[sidebar] The Boston Phoenix
May 25 - June 1, 2000

[Editorial]

Final frontier

Dr. Laura's success shows that homophobia is the last acceptable prejudice

Will WCVB-TV air Dr. Laura Schlessinger's new talk show this fall? We hope not. Although debate around Schlessinger's show has veered uncomfortably close to calls for censorship, it's clear that Schlessinger has a right to say what she says on her radio program. It's also clear that Channel 5 has a right to air her television show (though we're not sure why station managers would want to). And if Channel 5 resists the efforts of activists trying to persuade the station to dump the show from its fall line-up (see "This Just In"), we still have the option of not tuning in. The question we should be asking is how Schlessinger managed to get a nationally syndicated television talk show in the first place. Is Howie Carr next?

It's hard to imagine that a radio-talk-show host who articulated viciously racist or anti-Semitic views would be offered a great television deal. And yet Schlessinger, who spews vitriolic homophobia under cover of religious principles, is a national phenomenon. Take this example from her radio show last December 21 on the Vermont gay-marriage case: "Man-on-man and woman-on-woman sexual activity is a deviant sexual orientation, and it does not promote any of the values set forth biblically." During her February 10 show this year, she warned: "Once the homosexual barrier [to marriage] is down, the incest barrier goes down." And last November she said, "When you have . . . gays and lesbians adopt newborns, as though a father and a mother were irrelevant to the human species, it's all gotten out of hand."
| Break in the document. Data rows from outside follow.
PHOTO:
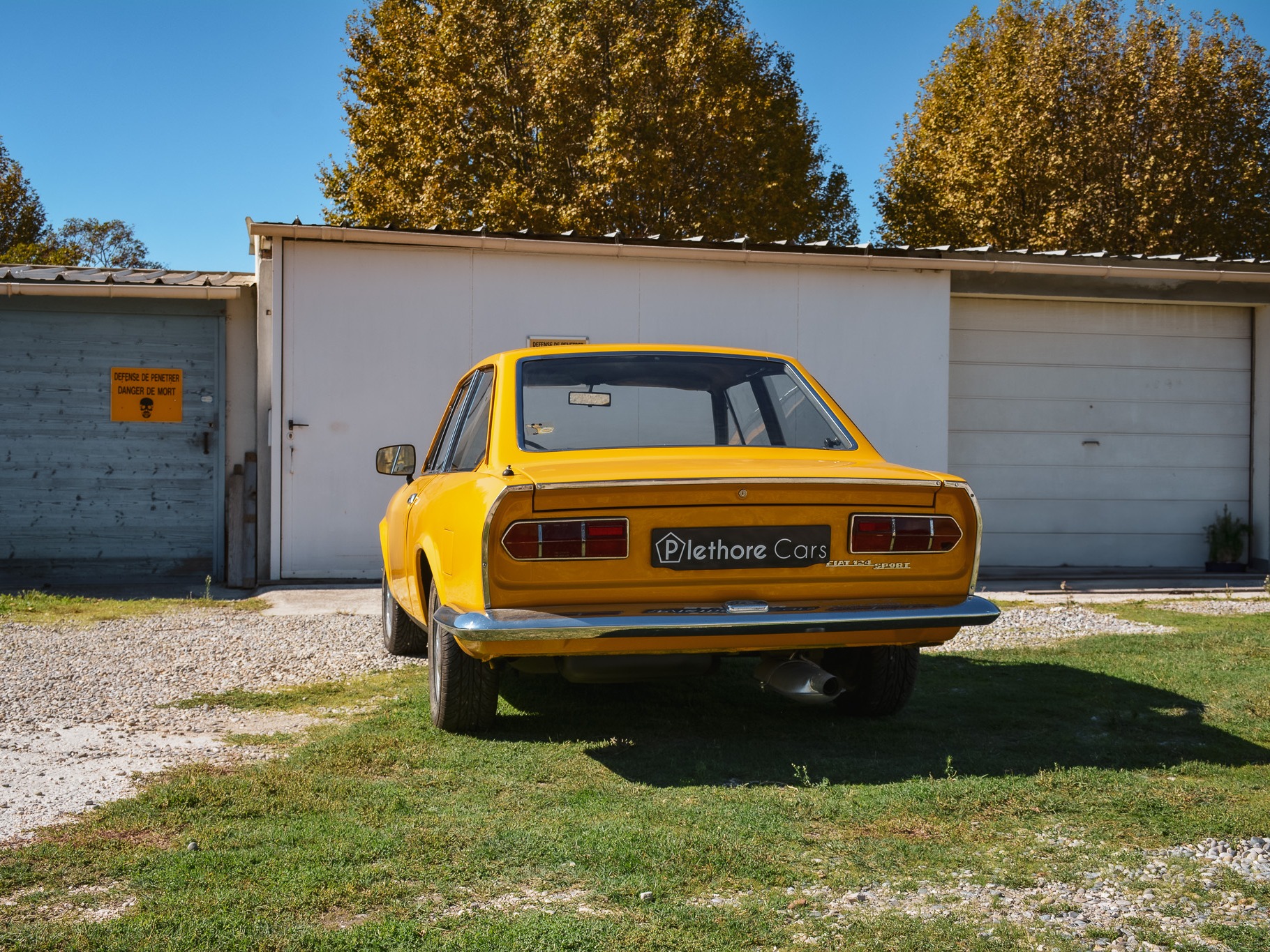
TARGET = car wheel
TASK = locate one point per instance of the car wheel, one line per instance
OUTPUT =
(878, 679)
(463, 692)
(402, 636)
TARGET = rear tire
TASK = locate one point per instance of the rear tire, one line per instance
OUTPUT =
(402, 636)
(463, 692)
(878, 679)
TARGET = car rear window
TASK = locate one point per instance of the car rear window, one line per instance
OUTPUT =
(607, 402)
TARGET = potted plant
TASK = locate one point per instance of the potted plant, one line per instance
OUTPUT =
(1225, 537)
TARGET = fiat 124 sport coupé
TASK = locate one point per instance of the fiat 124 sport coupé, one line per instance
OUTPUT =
(627, 513)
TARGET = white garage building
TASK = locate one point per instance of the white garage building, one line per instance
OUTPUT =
(1103, 408)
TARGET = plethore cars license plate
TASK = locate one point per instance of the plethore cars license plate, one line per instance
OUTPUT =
(740, 547)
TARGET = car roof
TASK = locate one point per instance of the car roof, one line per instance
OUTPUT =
(512, 356)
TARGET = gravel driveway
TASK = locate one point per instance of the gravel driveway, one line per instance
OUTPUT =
(77, 705)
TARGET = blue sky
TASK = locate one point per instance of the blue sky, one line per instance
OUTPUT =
(183, 119)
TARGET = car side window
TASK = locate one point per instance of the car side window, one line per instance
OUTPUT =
(474, 432)
(441, 446)
(747, 424)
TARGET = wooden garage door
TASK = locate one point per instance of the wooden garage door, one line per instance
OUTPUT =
(91, 499)
(1099, 435)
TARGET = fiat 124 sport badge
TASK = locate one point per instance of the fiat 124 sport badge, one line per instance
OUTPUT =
(627, 513)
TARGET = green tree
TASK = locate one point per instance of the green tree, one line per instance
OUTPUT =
(105, 244)
(1081, 125)
(26, 236)
(648, 116)
(24, 232)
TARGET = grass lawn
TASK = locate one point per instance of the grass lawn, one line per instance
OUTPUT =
(41, 608)
(384, 833)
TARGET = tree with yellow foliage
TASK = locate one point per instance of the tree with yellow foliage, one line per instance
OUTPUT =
(1084, 126)
(645, 116)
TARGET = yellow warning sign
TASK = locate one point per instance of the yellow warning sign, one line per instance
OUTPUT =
(145, 394)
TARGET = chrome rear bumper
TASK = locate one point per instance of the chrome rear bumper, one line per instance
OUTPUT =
(523, 625)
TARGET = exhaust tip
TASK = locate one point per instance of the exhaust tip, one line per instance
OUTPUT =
(799, 679)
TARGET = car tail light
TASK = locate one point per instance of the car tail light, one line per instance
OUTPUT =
(903, 534)
(567, 538)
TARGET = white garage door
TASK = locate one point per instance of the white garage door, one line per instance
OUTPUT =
(1099, 435)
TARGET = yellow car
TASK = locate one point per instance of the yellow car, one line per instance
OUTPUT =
(633, 512)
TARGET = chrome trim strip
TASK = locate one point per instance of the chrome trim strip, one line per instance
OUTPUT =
(978, 531)
(747, 480)
(851, 532)
(583, 557)
(523, 625)
(484, 535)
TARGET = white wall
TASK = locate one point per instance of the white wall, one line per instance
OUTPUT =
(376, 338)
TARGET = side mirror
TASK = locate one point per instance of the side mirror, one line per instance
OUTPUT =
(395, 461)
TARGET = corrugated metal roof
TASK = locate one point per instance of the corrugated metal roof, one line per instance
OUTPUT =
(159, 277)
(1058, 257)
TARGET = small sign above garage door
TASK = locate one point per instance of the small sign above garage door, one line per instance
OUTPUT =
(145, 394)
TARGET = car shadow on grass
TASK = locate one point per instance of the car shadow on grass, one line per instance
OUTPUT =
(989, 718)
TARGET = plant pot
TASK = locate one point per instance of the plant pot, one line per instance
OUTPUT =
(1226, 568)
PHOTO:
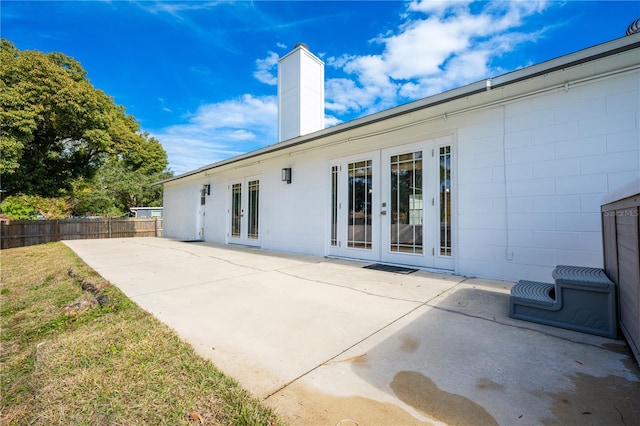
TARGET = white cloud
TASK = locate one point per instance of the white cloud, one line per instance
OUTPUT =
(439, 46)
(221, 130)
(265, 69)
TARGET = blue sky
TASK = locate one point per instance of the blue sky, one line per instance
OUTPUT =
(201, 75)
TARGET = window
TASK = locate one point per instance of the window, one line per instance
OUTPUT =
(360, 196)
(236, 209)
(254, 192)
(334, 205)
(406, 203)
(445, 200)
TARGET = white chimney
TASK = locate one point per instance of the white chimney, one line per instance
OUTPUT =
(300, 93)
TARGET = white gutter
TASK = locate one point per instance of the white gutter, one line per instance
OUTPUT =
(611, 48)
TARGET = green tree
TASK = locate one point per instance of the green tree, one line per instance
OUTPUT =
(57, 130)
(18, 207)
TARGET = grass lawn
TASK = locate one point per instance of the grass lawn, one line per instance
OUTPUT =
(66, 359)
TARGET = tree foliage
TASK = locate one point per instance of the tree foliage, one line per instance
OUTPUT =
(18, 207)
(61, 137)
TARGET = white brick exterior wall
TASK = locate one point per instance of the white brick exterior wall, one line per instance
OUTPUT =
(530, 175)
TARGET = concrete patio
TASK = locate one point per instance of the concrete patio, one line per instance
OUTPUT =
(327, 342)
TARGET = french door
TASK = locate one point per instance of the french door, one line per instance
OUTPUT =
(244, 212)
(394, 205)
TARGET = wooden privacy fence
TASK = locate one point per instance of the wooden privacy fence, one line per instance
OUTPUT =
(29, 232)
(621, 238)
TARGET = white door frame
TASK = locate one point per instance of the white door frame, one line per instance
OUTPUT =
(431, 256)
(238, 227)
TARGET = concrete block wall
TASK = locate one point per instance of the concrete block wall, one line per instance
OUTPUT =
(181, 201)
(535, 204)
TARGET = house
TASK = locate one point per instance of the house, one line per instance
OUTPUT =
(502, 178)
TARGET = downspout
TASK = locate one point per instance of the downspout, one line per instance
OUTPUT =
(508, 254)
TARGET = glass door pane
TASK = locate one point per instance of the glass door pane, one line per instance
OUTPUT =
(407, 208)
(334, 206)
(445, 201)
(236, 210)
(360, 205)
(254, 192)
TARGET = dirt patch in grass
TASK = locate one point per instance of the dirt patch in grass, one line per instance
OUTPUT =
(67, 359)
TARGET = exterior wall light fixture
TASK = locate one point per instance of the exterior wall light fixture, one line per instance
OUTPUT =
(286, 175)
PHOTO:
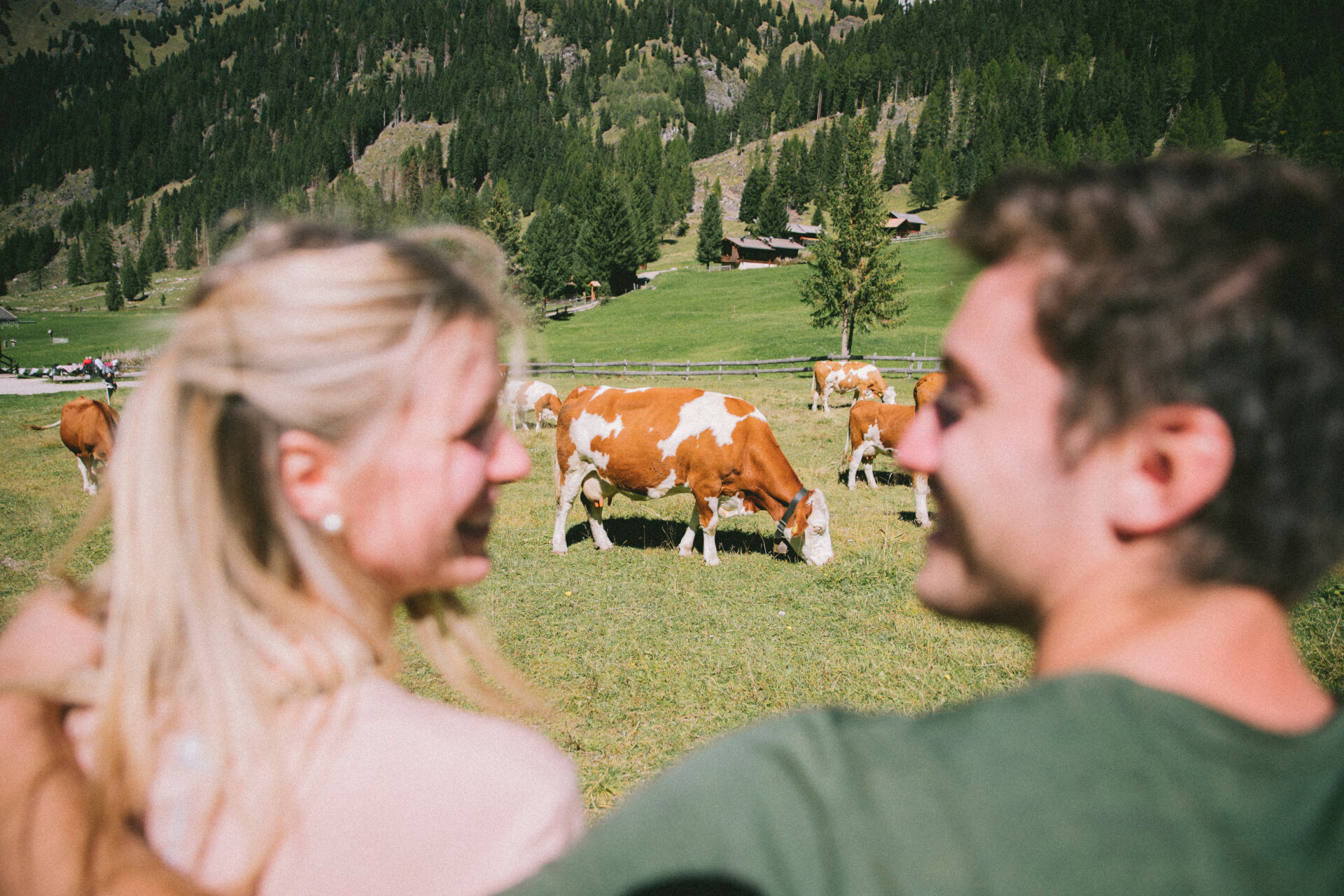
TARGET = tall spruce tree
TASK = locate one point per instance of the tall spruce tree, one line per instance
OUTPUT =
(549, 250)
(752, 192)
(112, 296)
(608, 248)
(153, 253)
(855, 277)
(99, 257)
(74, 264)
(504, 223)
(131, 285)
(708, 245)
(774, 214)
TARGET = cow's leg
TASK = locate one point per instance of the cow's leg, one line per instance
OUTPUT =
(90, 486)
(707, 510)
(593, 504)
(687, 546)
(569, 491)
(854, 463)
(921, 498)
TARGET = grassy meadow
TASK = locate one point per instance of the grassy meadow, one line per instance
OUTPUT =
(647, 653)
(753, 314)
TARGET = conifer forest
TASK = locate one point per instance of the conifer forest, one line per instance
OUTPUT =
(588, 115)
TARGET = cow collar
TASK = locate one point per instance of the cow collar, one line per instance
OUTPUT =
(781, 530)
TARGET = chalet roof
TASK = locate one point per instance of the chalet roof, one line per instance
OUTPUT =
(764, 244)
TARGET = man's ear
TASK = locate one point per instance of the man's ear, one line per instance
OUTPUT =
(307, 468)
(1174, 460)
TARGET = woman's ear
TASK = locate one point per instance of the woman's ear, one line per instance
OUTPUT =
(1174, 460)
(307, 468)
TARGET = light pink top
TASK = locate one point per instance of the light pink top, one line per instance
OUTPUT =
(397, 796)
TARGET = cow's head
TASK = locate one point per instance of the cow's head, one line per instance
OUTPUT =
(811, 533)
(550, 409)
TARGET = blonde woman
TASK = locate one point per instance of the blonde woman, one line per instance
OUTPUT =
(281, 484)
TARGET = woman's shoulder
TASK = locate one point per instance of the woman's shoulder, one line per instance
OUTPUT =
(385, 716)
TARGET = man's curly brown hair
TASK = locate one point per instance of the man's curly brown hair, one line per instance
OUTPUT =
(1200, 281)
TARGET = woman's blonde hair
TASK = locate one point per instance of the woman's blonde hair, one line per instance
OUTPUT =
(210, 620)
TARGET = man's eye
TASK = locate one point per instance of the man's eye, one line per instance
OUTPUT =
(949, 409)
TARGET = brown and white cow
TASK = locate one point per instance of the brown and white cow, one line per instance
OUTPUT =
(927, 390)
(88, 428)
(531, 396)
(860, 378)
(874, 428)
(651, 442)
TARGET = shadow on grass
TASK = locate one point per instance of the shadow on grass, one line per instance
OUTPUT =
(885, 477)
(645, 532)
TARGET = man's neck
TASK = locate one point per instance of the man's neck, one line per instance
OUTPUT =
(1224, 647)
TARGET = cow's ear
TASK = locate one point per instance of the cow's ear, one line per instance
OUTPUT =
(1172, 461)
(307, 468)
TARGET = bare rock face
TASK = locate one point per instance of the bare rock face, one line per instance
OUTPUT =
(125, 7)
(722, 93)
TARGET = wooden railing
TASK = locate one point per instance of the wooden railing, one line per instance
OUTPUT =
(913, 365)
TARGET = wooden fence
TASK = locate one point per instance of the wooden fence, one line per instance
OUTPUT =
(913, 365)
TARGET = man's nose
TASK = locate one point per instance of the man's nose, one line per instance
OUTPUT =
(918, 447)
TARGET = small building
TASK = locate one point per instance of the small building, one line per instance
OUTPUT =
(764, 251)
(804, 234)
(902, 223)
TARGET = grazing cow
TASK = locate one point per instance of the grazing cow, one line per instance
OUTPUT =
(874, 428)
(860, 378)
(88, 429)
(927, 390)
(651, 442)
(531, 396)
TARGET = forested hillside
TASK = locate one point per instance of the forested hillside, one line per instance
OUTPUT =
(270, 105)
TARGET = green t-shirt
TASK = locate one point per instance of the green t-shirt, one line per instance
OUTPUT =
(1082, 785)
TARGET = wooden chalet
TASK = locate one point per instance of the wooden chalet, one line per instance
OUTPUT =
(764, 251)
(902, 223)
(806, 234)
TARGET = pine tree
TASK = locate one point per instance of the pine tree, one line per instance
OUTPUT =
(74, 264)
(131, 285)
(774, 214)
(99, 257)
(549, 250)
(112, 296)
(1266, 106)
(153, 253)
(855, 277)
(504, 223)
(608, 248)
(708, 245)
(752, 192)
(925, 187)
(185, 257)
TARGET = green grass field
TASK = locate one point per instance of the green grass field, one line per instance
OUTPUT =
(753, 314)
(648, 653)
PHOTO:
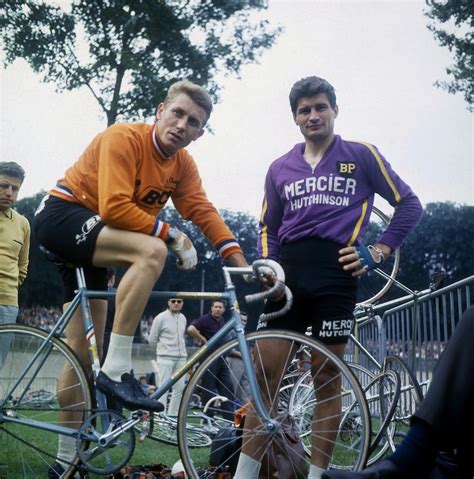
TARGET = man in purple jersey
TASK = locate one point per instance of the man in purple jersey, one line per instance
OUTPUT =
(317, 203)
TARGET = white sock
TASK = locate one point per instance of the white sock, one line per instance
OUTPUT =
(315, 472)
(66, 450)
(247, 468)
(119, 357)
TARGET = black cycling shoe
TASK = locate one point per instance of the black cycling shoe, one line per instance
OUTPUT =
(56, 470)
(382, 470)
(128, 392)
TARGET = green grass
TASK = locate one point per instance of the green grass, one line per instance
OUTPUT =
(20, 461)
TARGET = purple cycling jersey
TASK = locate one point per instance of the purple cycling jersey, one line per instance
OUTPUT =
(333, 200)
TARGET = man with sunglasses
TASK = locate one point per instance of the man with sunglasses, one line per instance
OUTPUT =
(167, 339)
(217, 379)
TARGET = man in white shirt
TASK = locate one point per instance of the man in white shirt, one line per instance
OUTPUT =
(167, 337)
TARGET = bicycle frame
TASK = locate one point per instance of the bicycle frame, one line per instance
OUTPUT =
(81, 300)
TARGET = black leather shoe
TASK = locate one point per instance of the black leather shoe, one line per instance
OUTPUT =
(128, 392)
(382, 470)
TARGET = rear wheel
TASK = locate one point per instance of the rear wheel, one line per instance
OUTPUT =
(349, 454)
(410, 397)
(29, 451)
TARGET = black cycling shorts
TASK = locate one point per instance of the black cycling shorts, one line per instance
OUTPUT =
(324, 295)
(70, 231)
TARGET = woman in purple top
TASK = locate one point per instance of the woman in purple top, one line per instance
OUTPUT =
(217, 379)
(317, 203)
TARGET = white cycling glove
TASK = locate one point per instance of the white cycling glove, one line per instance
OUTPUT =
(183, 248)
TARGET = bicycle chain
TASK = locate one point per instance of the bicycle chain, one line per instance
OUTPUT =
(38, 449)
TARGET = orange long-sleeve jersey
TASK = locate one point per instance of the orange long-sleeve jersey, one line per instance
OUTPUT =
(123, 177)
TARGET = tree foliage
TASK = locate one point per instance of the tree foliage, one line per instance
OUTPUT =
(456, 33)
(128, 52)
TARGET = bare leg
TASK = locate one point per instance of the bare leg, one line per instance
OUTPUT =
(270, 369)
(145, 257)
(327, 414)
(68, 388)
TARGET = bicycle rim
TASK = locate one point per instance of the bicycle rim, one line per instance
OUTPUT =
(382, 396)
(410, 397)
(372, 286)
(343, 451)
(40, 403)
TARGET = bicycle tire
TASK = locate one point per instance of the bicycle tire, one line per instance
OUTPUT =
(355, 458)
(410, 397)
(372, 286)
(299, 399)
(33, 460)
(382, 404)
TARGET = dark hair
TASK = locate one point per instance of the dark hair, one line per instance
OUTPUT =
(311, 86)
(197, 94)
(10, 168)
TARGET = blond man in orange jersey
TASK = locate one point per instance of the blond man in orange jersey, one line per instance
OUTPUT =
(104, 213)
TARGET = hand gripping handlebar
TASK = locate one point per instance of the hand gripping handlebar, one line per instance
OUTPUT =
(261, 268)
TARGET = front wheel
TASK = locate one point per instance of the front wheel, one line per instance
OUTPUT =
(315, 423)
(31, 393)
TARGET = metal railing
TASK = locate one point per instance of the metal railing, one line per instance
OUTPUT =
(418, 329)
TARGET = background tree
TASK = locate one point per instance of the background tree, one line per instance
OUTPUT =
(441, 241)
(135, 48)
(457, 18)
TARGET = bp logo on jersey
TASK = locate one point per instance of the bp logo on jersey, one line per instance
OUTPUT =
(346, 168)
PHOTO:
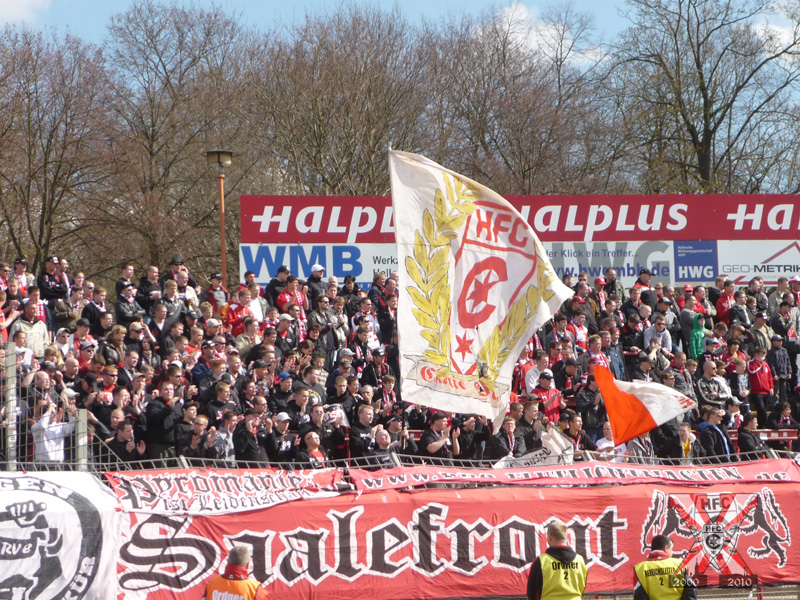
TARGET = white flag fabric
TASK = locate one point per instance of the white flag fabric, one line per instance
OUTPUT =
(637, 407)
(475, 284)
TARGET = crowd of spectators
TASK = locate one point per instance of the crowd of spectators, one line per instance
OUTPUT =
(305, 371)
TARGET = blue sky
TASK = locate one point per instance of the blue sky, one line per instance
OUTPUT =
(88, 18)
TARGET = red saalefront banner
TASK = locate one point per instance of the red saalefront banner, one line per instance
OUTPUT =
(593, 473)
(218, 491)
(464, 543)
(370, 219)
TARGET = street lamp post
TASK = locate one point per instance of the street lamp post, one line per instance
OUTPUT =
(221, 158)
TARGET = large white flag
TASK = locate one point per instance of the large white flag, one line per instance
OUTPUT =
(475, 284)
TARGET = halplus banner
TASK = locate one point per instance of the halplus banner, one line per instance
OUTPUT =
(59, 535)
(680, 238)
(466, 543)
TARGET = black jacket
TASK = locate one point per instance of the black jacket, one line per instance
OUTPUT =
(501, 445)
(750, 445)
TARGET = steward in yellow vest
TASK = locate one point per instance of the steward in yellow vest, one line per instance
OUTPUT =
(560, 573)
(659, 578)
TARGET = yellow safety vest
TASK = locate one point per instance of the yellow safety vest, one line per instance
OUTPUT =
(659, 579)
(562, 581)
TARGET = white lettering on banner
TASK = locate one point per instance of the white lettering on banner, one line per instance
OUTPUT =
(217, 595)
(600, 217)
(266, 218)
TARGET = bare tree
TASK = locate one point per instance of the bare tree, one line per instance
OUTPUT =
(329, 98)
(55, 150)
(704, 85)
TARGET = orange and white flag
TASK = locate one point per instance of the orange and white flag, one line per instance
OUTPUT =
(475, 284)
(636, 407)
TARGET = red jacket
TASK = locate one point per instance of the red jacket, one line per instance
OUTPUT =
(235, 317)
(760, 377)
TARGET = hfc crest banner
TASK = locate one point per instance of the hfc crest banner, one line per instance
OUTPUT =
(475, 284)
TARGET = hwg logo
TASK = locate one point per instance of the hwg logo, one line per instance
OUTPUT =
(719, 525)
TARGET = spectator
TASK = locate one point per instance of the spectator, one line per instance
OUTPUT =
(751, 446)
(715, 440)
(437, 443)
(592, 409)
(508, 442)
(123, 446)
(314, 455)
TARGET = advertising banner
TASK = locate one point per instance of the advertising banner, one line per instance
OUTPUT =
(218, 491)
(680, 238)
(59, 537)
(593, 473)
(466, 543)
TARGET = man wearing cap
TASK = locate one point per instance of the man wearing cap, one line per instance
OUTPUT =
(237, 311)
(215, 294)
(175, 265)
(293, 294)
(780, 364)
(149, 290)
(644, 370)
(551, 401)
(646, 291)
(316, 285)
(508, 442)
(20, 273)
(34, 328)
(277, 285)
(762, 333)
(126, 309)
(287, 339)
(281, 446)
(374, 371)
(249, 451)
(50, 285)
(66, 312)
(437, 441)
(598, 295)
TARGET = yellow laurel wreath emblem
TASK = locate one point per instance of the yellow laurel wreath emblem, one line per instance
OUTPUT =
(429, 270)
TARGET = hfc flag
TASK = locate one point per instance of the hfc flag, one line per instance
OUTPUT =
(475, 284)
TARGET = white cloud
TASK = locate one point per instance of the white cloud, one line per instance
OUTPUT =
(14, 11)
(529, 28)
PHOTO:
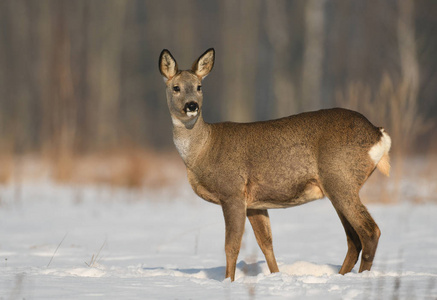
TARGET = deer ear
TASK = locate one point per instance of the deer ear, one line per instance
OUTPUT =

What would the reaction be if Schlessinger compared interracial marriages to incestuous pairings? Or if she railed against the legality of allowing Jewish couples to adopt children? She'd be dismissed as a kook. Or roundly condemned. But Schlessinger has ridden cultural discomfort with changing sexual mores to the top of the Arbitron ratings and parlayed this success into a sweet television-syndication deal.

If Schlessinger's stardom has taught us anything, it's that anti-gay prejudice is truly the last frontier in this country's fight against discrimination. Our culture has made progress in dealing with racism. In mainstream debates about race, you simply don't hear anyone advocating for a ban on interracial marriages or calling for segregated schools. Are some people racist? Of course. But legally, the playing field has been leveled. As a culture, we now agree on the need for equal rights. The same goes for the fight against sexism and the fight against anti-Semitism. But that can't be said for the struggle against homophobia. We're still debating whether gay men and lesbians deserve basic human rights: the right to marry, keep a job, and raise children.

Incredibly enough, it's still illegal for two people of the same gender to have sex in Arkansas, Kansas, Oklahoma, and Texas. Twelve more states specifically prohibit sex between men. Two lesbians or gay men who have lived together for 20 years have fewer rights and protections as a couple than two heterosexuals who've been married for 20 minutes. In 30 states, it's impossible for both members of a lesbian or gay couple to adopt the same child, so that one parent is prevented from forming a legal relationship with the child. In 39 states it's legal to fire gay men and lesbians from their jobs on the basis of their sexual orientation.

In the public debate on these issues, insensitive things are said and ignorant decisions are made that have a profoundly negative impact on gay lives. On the presidential campaign trail earlier this year, for example, then-GOP candidate Gary Bauer compared the Vermont Supreme Court's decision to give gay and lesbian couples marriage rights to an act of domestic terrorism. During a Father's Day interview two years ago, Senate Majority Leader Trent Lott compared homosexuals to alcoholics. And when WCVB-TV was planning its fall line-up, someone in programming thought it would be a good idea to devote airtime to a talk-show host with a penchant for describing gay men and lesbians as "biological errors."

Although it's tempting to champion the actions of the Canadian Broadcast Standards Council, which ruled that Schlessinger's statements about gay men and lesbians were likely to incite anti-gay violence and thus shouldn't be aired, the answer does not lie in censorship. It lies in education and legislation. Homophobia is this country's last socially sanctioned prejudice. It's time that changed.